Arrêts de jeu répétés
Chaque fois que l’arbitre demande l’assistance vidéo, il impose un arrêt de jeu. Ces interruptions de jeu engendrent également des interruptions des jubilations, du spectacle durant l’attente des décisions. Cela étant, en plus des arrêts de jeu qui surviennent pendant les matches, l’arbitre va imposer les siens pour consulter ses collègues de la cabine de visionnage. Ce qui coupe l’émotion, la spontanéité, bref ce qui gâche le spectacle en plus de rallonger le match.
L’injustice
L’injustice vient du fait que c’est l’arbitre qui décide de consulter la vidéo. Par conséquent, s’il se trompe lourdement et est convaincu du contraire, il ne fera pas appel à la vidéo. L’argument d’un football plus juste ne tient pas dans ce cas. Aussi, la vidéo est plus généralement consultée dans les surfaces lors des phases décisives. Si une faute cachée est commise au milieu du terrain et l’arbitre ne la voit pas, nul ne sait si cette dernière aurait annihilé une occasion de but. Une action banale peut très bien finir par un but. Pour quelle raison une faute serait considérée comme plus importante qu’une autre? En parlant de justice, on pourra évoquer le fait que cette technologie ne peut être installée que dans des stades modernes. Pour quelle raison le footballeur de l’ASHB sur le terrain d’Oron n’aurait pas droit au même football juste comme celui des compétitions huppées?
Interprétations différentes des fautes avec la vidéo
Tous les arbitres s’accordent sur ce sujet, l’interprétation d’une faute à vitesse réelle, diffère de celle qui est faite au chaud dans une cabine de visionnage avec des ralentis. L’arbitre du stade vit le match, il sent son match, il gère le match. L’arbitre du fameux match Cameroun-Allemagne avait d’ailleurs sorti un carton jaune pour sanctionner le joueur. La décision était crédible, sauf que la vidéo en a décidé autrement. Nous sommes partis d’une décision crédible à une situation rocambolesque déstabilisant les joueurs et l’arbitre. Au final, pour ces matches, qui a le leadership? Les arbitres sur le terrain ou ceux de la cabine?
Perte du pouvoir des arbitres sur le terrain
Avec cette nouvelle technologie, l’arbitre perd une partie de ses compétences, de son leadership.
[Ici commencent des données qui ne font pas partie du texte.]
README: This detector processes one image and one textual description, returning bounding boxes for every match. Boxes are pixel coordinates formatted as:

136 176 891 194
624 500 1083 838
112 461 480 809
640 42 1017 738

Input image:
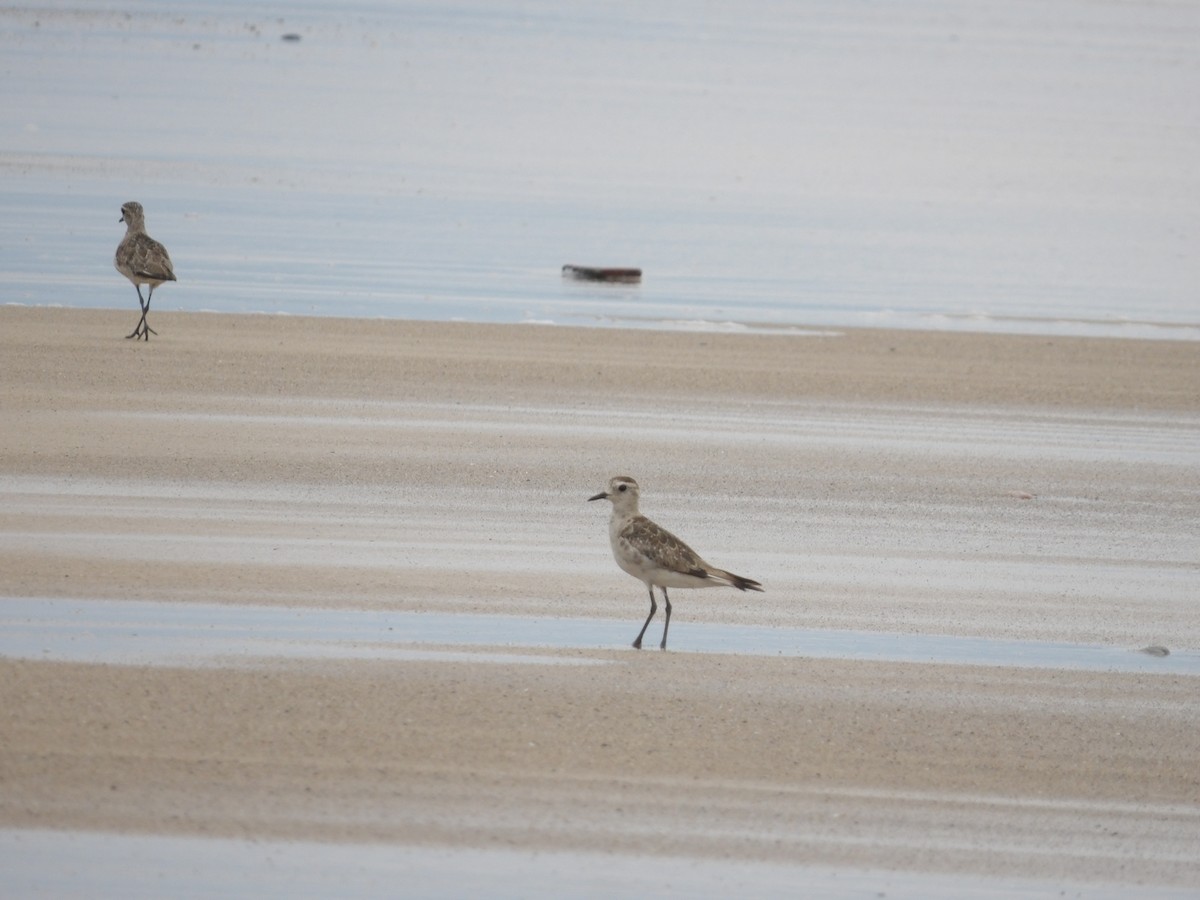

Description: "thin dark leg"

Si chaque fois qu’il y aura un doute, il faudrait faire appel à la précision des machines, les arbitres finiront par perdre ce qui les rend spéciaux. Ils finiront par perdre cette capacité de décider rapidement, en situation de stress, durant des moments complexes. C’est aussi ça qui rend certains arbitres meilleurs que d’autres Il est inéluctable que nous voulons tous un football juste sans tricherie. Mais cet arbitrage vidéo n’est pas encore au point. Elle a régulièrement cassé le spectacle, elle a fait perdre du temps et créer des polémiques au lieu d’en résoudre. En tant que fan de football, je donne un carton rouge à cet arbitrage vidéo.